Armenia -- Opposition leader Levon Ter-Petrosian addresses thousands of supporters in Yerevan on May 15, 2009.
Armenia -- Opposition leader Levon Ter-Petrosian addresses thousands of supporters in Yerevan on May 15, 2009.

Opposition leader Levon Ter-Petrosian stepped up his harsh criticism of Armenia’s “failed” rapprochement with Turkey as he again rallied thousands of supporters in Yerevan on Friday.

Ter-Petrosian derided President Serzh Sarkisian for failing to secure the opening of the Turkish-Armenian border “even in exchange for a repudiation of the Armenian genocide.” He said Sarkisian has toughened Yerevan’s position in the Nagorno-Karabakh peace talks and is taking other desperate steps in response to Ankara’s renewed linkage between Karabakh peace and a Turkish-Armenian normalization.

He said: “Sarkisian feels cheated by America and Turkey like a child. They told him, ‘Give up [recognition of] the genocide, that is, agree to the creation of a commission of Armenian and Turkish historians, and we will open the border.’ They got the genocide [concession] but didn’t open the border.”

“Now they are saying, ‘Give up Karabakh and we will open the border.’ No other head of state has found himself in such a miserable position,” Ter-Petrosian claimed, repeating his earlier condemnation of the April 22 Turkish-Armenian statement on a “roadmap” to the normalization of bilateral relations.
Armenia -- Opposition leader Levon Ter-Petrosian leads an opposition march through central Yerevan on May 15, 2009.

The statement, reportedly brokered by the United States, came less than two days before the annual remembrance of more than one million Armenians killed in the Ottoman Empire from 1915-1918. Analysts believe it enabled U.S. President Barack Obama to backpedal on his pledge to describe the massacres as genocide.

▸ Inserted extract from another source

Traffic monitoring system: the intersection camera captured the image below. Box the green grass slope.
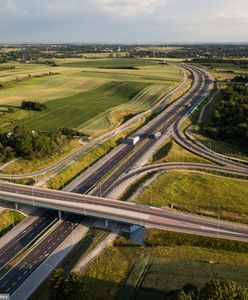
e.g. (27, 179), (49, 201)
(17, 81), (148, 131)
(136, 172), (248, 219)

Ter-Petrosian dismissed as “nonsense” suggestions that Sarkisian’s conciliatory policy towards Turkey mirrors the moderate line that he himself adopted when serving as Armenia’s first president from 1991-1998. He said he will publish next week a collection of his Turkey-related speeches to disprove these claims.

Ter-Petrosian again spoke at length about this and other foreign policy issues, even through the rally was part of his Armenian National Congress’s (HAK) campaign for the May 31 municipal elections in Yerevan. The ex-president personally heads the HAK’s electoral list, making him its candidate for the post of Yerevan mayor.

Ter-Petrosian again said that the HAK’s victory in the polls would mark an important milestone in his campaign for regime change in Armenia. “If anything, our victory would allow us to create a powerful counterweight to the existing kleptocratic system, thanks to which it would be possible to somehow restrain the latter and forestall its further crimes,” he said.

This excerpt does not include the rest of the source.